Surviving in Our Cyber World

Often times, we may not realize that our actions online might put us, our families, and even our country at risk. Learning about the dangers online and taking action to protect ourselves is the first step in making the Internet a safer place for everyone. Cybersecurity is a shared responsibility and we each have a role to play.

Cybersecurity involves protecting that infrastructure by preventing, detecting, and responding to cyber incidents. The spectrum of cyber risks is limitless; threats, some more serious and sophisticated than others, can have wide-ranging effects on the individual, community, organizational, and national level.

Individuals cyber threats include misuse of personal identifiable information, credit card fraud, security hacks and much more. So being aware how to deal with an attack before, during, and after can greatly increase the longterm impact it will have. 

Cyber-attack is any type of offensive maneuver employed by individuals or whole organizations that targets computer information systems, infrastructures, computer networks, and/or personal computer devices by various means of malicious acts usually originating from an anonymous source that either steals, alters, or destroys a specified target by hacking into a susceptible system.

Why It's Important

Governments, military, corporations, financial institutions, hospitals and other businesses collect, process and store a great deal of confidential information on computers and transmit that data across networks to other computers. With the growing volume and sophistication of cyber attacks, ongoing attention is required to protect sensitive business and personal information, as well as safeguard national security. 

During a Senate hearing in March 2013, the nation's top intelligence officials warned that cyber attacks and digital spying are the top threat to national security, eclipsing terrorism.

Before A Cyber Attack

You can increase your chances of avoiding cyber risks by setting up the proper controls. The following are things you can do to protect yourself, your family, and your property before a cyber incident occurs.

  • Only connect to the Internet over secure, password- protected networks.
  • Do not click on links or pop-ups, open attachments, or respond to emails from strangers.
  • Do not respond to online requests for Personally Identifiable Information (PII); most organizations – banks, universities, companies, etc. – do not ask for your personal information over the Internet.
  • Password protect all devices that connect to the Internet and user accounts.
  • If you see something suspicious, report it to the proper authorities.

It would also be very beneficial to take the time and back up your important documentation physically and digitally.
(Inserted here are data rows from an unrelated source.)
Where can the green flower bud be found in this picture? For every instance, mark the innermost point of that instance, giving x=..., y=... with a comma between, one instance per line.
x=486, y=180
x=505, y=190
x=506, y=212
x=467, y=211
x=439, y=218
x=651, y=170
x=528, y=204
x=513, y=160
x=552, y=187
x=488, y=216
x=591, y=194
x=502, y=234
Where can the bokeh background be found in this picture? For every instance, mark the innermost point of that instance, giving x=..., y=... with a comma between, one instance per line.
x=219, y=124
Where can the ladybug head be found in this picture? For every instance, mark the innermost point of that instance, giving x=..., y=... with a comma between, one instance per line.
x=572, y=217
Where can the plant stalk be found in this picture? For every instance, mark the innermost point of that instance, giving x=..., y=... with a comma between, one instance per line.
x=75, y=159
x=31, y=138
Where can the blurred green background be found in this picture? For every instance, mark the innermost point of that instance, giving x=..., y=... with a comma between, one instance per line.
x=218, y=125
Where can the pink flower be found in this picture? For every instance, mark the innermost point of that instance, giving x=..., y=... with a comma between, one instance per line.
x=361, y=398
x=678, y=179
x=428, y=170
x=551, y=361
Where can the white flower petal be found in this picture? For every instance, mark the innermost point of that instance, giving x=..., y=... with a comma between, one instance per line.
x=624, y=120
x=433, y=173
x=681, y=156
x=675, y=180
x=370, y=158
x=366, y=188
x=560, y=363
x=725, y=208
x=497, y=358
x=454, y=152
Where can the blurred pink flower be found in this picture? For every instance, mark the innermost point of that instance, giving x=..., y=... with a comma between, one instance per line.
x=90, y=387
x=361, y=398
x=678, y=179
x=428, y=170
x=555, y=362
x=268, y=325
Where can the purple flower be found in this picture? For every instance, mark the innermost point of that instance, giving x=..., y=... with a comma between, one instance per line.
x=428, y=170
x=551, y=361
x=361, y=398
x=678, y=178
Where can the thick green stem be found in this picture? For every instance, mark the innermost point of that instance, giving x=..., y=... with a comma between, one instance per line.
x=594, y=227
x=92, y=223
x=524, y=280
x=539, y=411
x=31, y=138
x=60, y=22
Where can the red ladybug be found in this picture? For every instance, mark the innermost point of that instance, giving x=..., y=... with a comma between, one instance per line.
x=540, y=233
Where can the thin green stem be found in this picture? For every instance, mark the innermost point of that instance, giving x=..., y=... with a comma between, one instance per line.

To learn more about taking the right care of your most important documents check out our article here for the full run down. 

During A Cyber Attack

Immediate Actions

  • Check to make sure the software on all of your systems is up-to-date.
  • Run a scan to make sure your system is not infected or acting suspiciously.
  • If you find a problem, disconnect your device from the Internet and perform a full system restore.

At Home

  • Disconnect your device (computer, gaming system, tablet, etc.) from the Internet. By removing the Internet connection, you prevent an attacker or virus from being able to access your computer and perform tasks such as locating personal data, manipulating or deleting files, or using your device to attack others.
  • If you have anti-virus software installed on your computer, update the virus definitions (if possible), and perform a manual scan of your entire system. Install all of the appropriate patches to fix known vulnerabilities.

At Work

  • If you have access to an IT department, contact them immediately. The sooner they can investigate and clean your computer, the less damage to your computer and other computers on the network.
  • If you believe you might have revealed sensitive information about your organization, report it to the appropriate people within the organization, including network administrators. They can be alert for any suspicious or unusual activity.

At a Public Place (library, school, etc.)

  • Immediately inform a librarian, teacher, or manager in charge. If they have access to an IT department, contact them immediately.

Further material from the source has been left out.